One common approach is break the object into chunks and compute a hash tree of the object (Merkle tree). So the replica can just compare their hash tree to figure out which chunk of the object has been changed and only send those over.
Merkle Tree
Hash tree, http://en.wikipedia.org/wiki/Hash_tree
Hash trees were invented in 1979 by Ralph Merkle.
a hash tree or Merkle tree is a tree in which every non-leaf node is labelled with the hash of the labels of its children nodes.如何使用Merkle trees经行高效的复本同步, 参考Amazon's Dynamo, 4.7处理永久性故障:副本同步
Modern Algorithms and Data Structures - 1. Bloom Filters, Merkle Trees
http://www.slideshare.net/quipo/modern-algorithms-and-data-structures-1-bloom-filters-merkle-trees
Operation transfer mode (操作日志传输模型)
Operation transfer 优点是需要传输的数据少, 但需要可靠的消息系统来保证不丢失
在分布式的环境下会大大增加复杂性, 似乎很少有使用这种方案的
In operation transfer mode, usually much less data need to be send over the network. However, it requires a reliable message mechanism with delivery order guarantee.
基于Gossip和Vector Clock的同步技术
State Transfer Model
In a state transfer model, each replica maintain a vector clock as well as a state version tree where each state is neither > or < among each other (based on vector clock comparison). In other words, the state version tree contains all the conflicting updates.

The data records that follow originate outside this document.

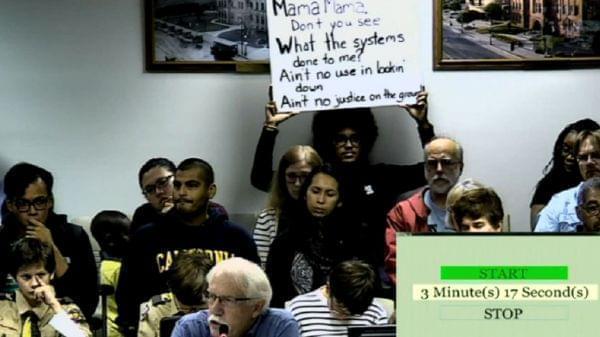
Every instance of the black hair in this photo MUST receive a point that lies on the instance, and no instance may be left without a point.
(209, 175)
(31, 251)
(554, 166)
(21, 175)
(478, 203)
(352, 284)
(327, 123)
(187, 277)
(155, 162)
(111, 230)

每个replica都维护vector clock, 以及state version tree(Merkle tree)
Query Processing
Client发出query request, 并附上该replica在client端的V-client
Server端收到后, 返回具有比client所附带vector clock新(V-state > V-client)的那部分数据和其对应的vector clock
Client收到查询结果后, 会将自己的vector clock和server传回的vector clock进行merge
Update Processing
Client发出update命令并附上当前V-client
Server收到后, 发现Vclient比当前服务器的所有V-state都旧(V-client < all V-state, 表明当前服务器的状态已经包含此更新), 则抛弃该更新命令
否则说明是新的改动, server更新状态值, V-state和merkle tree, 并返回新的V-state
Internode Gossiping
版本间同步, 需要通过Merkle Tree来定位delta change, 并最终完成同步
Operation Transfer Model
In an operation transfer approach, the sequence of applying the operations is very important. At the minimum causal order need to be maintained.
Because of the ordering issue, each replica has to defer executing the operation until all the preceding operations has been executed.
Therefore replicas save the operation request to a log file and exchange the log among each other and consolidate these operation logs to figure out the right sequence to apply the operations to their local store in an appropriate order.
对于这种模式, 必须保证
1. 消息不丢失
2. 所有更新命令以相同顺序被执行, 全序问题
3. 更新命令需要defer执行, 直到在他之前的更新命令都已经被执行
Query Processing, 和STM没啥区别
When a query is submitted by the client, it will also send along its vector clock which reflect the client's view of the world. The replica will check if it has a view of the state that is later than the client's view.
Update Processing
When an update operation is received, the replica will buffer the update operation until it can be applied to the local state. Every submitted operation will be tag with 2 timestamp, V-client indicates the client's view when he is making the update request. V-receive is the replica's view when it receives the submission.
This update operation request will be sitting in the queue until the replica has received all the other updates that this one depends on. This condition is reflected in the vector clock Vi when it is larger than V-client.
关键在于如何知道该更新操作之间的操作是否已经被执行?
通过vector clock的比较是一种办法, 如图中算法, 当V-client < Vi(replica当前的vector)的时候, 认为replica已经执行过之前所有的更新命令
但vector clock只能保证偏序, 而非全序, 所以这个方法并无法保证更新顺序完全一致
The concurrent update problem at different replica can also happen. Which means there can be multiple valid sequences of operation. In order for different replica to apply concurrent update in the same order, we need a total ordering mechanism.
Internode Gossiping, 本质上update没有区别
On the background, different replicas exchange their log for the queued updates and update each other's vector clock. After the log exchange, each replica will check whether certain operation can be applied (when all the dependent operation has been received) and apply them accordingly.